From the opening scenes in ‘The Equalizer’ movie you can feel the director’s capacity to hold the viewer’s attention. The first shot in the movie is an aerial view of Boston, with a suspension bridge in the middle of the frame. This cuts to a daytime shot – same time, different angle – showing what’s visible from the window of McCall’s apartment. The camera then goes backward in a slow panning shot that takes in an alarm clock sounding and displaying the time (7.30), bookshelves filled with books, and the bathroom where McCall is shaving his head in preparation for the day ahead. While this panning shot takes place you get the theme music: a wistful melody made by violins alternating with the sound of an electric synthesiser that, in counterpoint, makes an insistent rhythm. This combination of elements is masterful and displays Fuqua’s power and poise.

These qualities are reflected in the character of McCall, who has a nightly ritual. At around 1am he folds a teabag in a tissue, takes a book, and walks to a diner near his apartment, where he sits, reading and drinking tea, for which the man behind the counter supplies hot water. Every part of his ritual is the same each time: from the package he puts in his shirt pocket to the way he sorts the cutlery – knife and fork to one side (because he’s not going to use them), and spoon to the other (because he’ll need that to stir the tea) – is precise, and is precisely identical each night McCall goes outside his apartment. Books are a perfect accessory for such a practice, and can even be used as a weapon.

Symbolism is everything in this movie and even though it is strictly an action thriller – there’s plenty of tightly choreographed fighting, and the use of various weapons in various places (including inside a hardware store) – it is what people stand for that is important.
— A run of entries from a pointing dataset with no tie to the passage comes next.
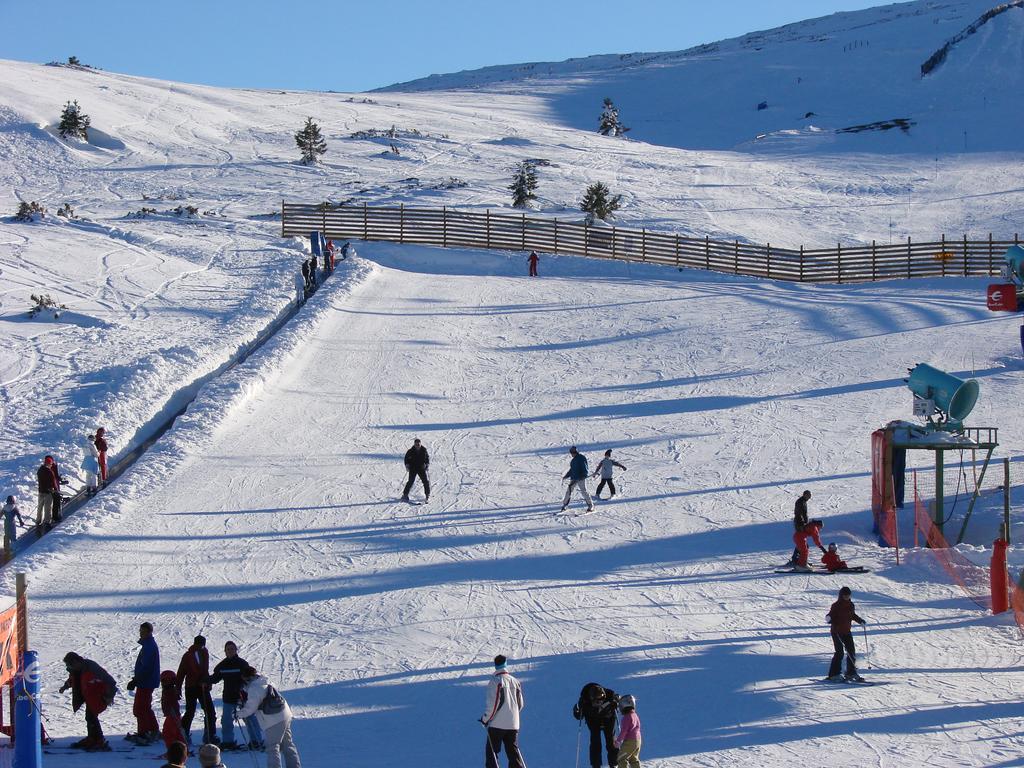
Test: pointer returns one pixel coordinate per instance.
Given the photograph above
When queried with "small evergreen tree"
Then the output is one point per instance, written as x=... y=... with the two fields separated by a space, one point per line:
x=310 y=141
x=74 y=122
x=523 y=184
x=609 y=125
x=598 y=201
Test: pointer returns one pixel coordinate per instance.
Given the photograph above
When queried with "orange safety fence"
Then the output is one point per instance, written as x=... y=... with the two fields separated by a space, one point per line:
x=974 y=580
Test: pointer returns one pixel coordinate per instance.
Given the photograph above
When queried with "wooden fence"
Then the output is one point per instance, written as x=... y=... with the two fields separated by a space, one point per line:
x=450 y=228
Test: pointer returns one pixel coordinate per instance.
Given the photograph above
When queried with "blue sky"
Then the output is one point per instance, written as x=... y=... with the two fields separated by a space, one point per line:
x=352 y=46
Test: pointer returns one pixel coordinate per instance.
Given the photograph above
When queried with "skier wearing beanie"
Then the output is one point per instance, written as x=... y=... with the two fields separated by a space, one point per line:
x=90 y=685
x=501 y=717
x=841 y=615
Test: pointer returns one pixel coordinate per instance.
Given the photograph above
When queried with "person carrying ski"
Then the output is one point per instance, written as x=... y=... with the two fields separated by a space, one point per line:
x=841 y=615
x=229 y=671
x=812 y=529
x=101 y=446
x=194 y=676
x=503 y=702
x=144 y=682
x=170 y=708
x=90 y=685
x=417 y=463
x=597 y=708
x=832 y=559
x=10 y=512
x=605 y=468
x=578 y=479
x=274 y=716
x=629 y=741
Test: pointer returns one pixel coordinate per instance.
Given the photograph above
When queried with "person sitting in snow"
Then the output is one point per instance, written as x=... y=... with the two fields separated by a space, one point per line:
x=812 y=529
x=832 y=559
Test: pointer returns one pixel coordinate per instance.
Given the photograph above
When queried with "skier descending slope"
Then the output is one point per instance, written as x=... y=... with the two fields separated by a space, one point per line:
x=577 y=476
x=841 y=615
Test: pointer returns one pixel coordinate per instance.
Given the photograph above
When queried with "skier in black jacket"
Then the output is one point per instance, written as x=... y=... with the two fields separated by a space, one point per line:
x=597 y=707
x=417 y=462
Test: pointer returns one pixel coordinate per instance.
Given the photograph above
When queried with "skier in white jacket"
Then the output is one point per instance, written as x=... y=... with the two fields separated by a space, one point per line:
x=274 y=716
x=501 y=716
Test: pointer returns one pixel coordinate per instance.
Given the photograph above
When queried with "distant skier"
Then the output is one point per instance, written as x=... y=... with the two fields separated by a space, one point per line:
x=503 y=704
x=578 y=479
x=841 y=615
x=597 y=707
x=532 y=259
x=417 y=463
x=605 y=468
x=629 y=740
x=90 y=685
x=101 y=448
x=812 y=529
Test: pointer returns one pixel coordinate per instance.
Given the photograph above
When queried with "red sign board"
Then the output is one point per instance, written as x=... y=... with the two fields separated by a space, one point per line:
x=1003 y=297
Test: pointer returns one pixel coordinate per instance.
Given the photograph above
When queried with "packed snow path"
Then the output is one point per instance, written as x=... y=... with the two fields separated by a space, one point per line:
x=724 y=397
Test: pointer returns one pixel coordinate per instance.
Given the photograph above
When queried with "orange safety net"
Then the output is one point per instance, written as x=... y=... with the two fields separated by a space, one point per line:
x=974 y=580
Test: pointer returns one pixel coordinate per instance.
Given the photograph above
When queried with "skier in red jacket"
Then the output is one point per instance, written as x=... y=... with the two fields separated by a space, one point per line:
x=841 y=615
x=800 y=539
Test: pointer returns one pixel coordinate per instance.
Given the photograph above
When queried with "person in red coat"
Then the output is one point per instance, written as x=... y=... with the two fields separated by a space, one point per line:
x=194 y=676
x=812 y=529
x=90 y=685
x=842 y=615
x=100 y=443
x=832 y=559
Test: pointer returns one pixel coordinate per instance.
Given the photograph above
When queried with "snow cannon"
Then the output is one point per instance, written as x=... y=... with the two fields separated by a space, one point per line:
x=936 y=392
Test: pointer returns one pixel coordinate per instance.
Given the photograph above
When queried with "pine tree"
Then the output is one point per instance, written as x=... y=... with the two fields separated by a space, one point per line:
x=609 y=125
x=310 y=142
x=74 y=122
x=523 y=184
x=598 y=202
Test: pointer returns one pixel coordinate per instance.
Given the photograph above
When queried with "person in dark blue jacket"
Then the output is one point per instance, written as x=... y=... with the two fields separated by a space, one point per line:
x=145 y=681
x=578 y=479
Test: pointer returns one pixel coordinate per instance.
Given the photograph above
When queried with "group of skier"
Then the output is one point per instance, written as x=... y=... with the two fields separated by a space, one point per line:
x=249 y=701
x=597 y=707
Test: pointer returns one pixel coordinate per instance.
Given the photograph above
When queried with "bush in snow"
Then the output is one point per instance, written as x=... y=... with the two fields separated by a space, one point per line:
x=310 y=141
x=609 y=125
x=599 y=202
x=30 y=212
x=74 y=122
x=523 y=184
x=45 y=302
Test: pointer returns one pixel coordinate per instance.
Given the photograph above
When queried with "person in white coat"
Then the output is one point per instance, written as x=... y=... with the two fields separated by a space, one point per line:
x=274 y=716
x=501 y=716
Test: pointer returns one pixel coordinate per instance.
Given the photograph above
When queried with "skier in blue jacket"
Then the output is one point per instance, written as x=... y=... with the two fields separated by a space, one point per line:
x=578 y=478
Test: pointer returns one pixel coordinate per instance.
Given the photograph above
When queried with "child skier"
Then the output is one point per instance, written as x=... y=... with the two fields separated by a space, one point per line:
x=832 y=559
x=628 y=740
x=170 y=706
x=841 y=615
x=605 y=468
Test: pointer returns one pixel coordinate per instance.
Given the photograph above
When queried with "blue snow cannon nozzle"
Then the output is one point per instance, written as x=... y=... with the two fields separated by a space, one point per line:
x=953 y=396
x=28 y=719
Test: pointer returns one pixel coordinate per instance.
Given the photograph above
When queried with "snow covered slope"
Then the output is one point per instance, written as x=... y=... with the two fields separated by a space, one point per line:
x=815 y=76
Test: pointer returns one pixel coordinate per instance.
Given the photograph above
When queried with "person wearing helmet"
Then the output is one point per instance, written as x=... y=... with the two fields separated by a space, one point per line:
x=170 y=706
x=90 y=685
x=597 y=707
x=629 y=739
x=841 y=615
x=832 y=559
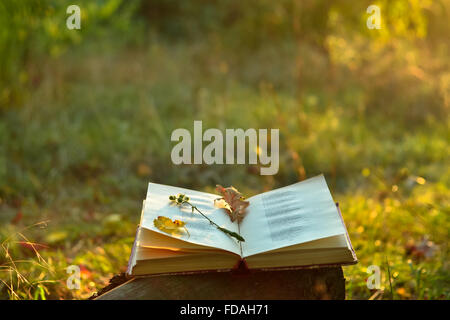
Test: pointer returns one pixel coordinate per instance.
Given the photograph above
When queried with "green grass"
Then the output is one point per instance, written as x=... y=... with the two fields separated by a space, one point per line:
x=94 y=129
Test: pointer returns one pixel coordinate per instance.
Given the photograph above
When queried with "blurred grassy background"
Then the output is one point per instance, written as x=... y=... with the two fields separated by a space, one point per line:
x=86 y=118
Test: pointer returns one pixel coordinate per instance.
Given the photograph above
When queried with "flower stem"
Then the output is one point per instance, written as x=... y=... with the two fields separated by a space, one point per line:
x=224 y=230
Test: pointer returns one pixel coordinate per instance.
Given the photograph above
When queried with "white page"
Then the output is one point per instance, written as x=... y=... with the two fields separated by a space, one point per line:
x=295 y=214
x=200 y=230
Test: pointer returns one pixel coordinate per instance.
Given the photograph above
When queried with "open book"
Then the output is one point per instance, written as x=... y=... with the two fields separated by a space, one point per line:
x=294 y=226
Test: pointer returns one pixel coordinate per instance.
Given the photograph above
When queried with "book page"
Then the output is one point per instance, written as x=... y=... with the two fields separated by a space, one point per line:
x=295 y=214
x=201 y=232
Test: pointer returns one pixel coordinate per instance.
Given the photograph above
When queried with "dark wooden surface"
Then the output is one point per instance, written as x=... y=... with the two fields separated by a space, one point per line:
x=316 y=283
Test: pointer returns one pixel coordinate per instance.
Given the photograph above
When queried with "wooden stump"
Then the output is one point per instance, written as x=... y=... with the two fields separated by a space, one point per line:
x=315 y=283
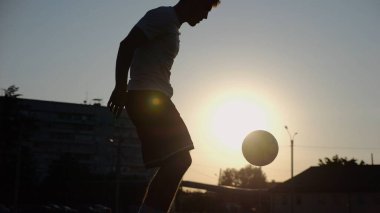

The filmmakers reserve their fiercest barbs for those who abuse power given to them by the people they are meant to serve.

McCall’s nemesis is Nikolia Itchenko, a sombre thug with a similar predilection for order and calm. He brings a gravitas to the role that is stunning, so full points to the writers as well as the director on this account. I came back to this movie having stopped it the first time about 15 minutes in because I thought it hackneyed, but having sampled the same director’s work elsewhere, I was convinced the second time around that I would enjoy it. And I did.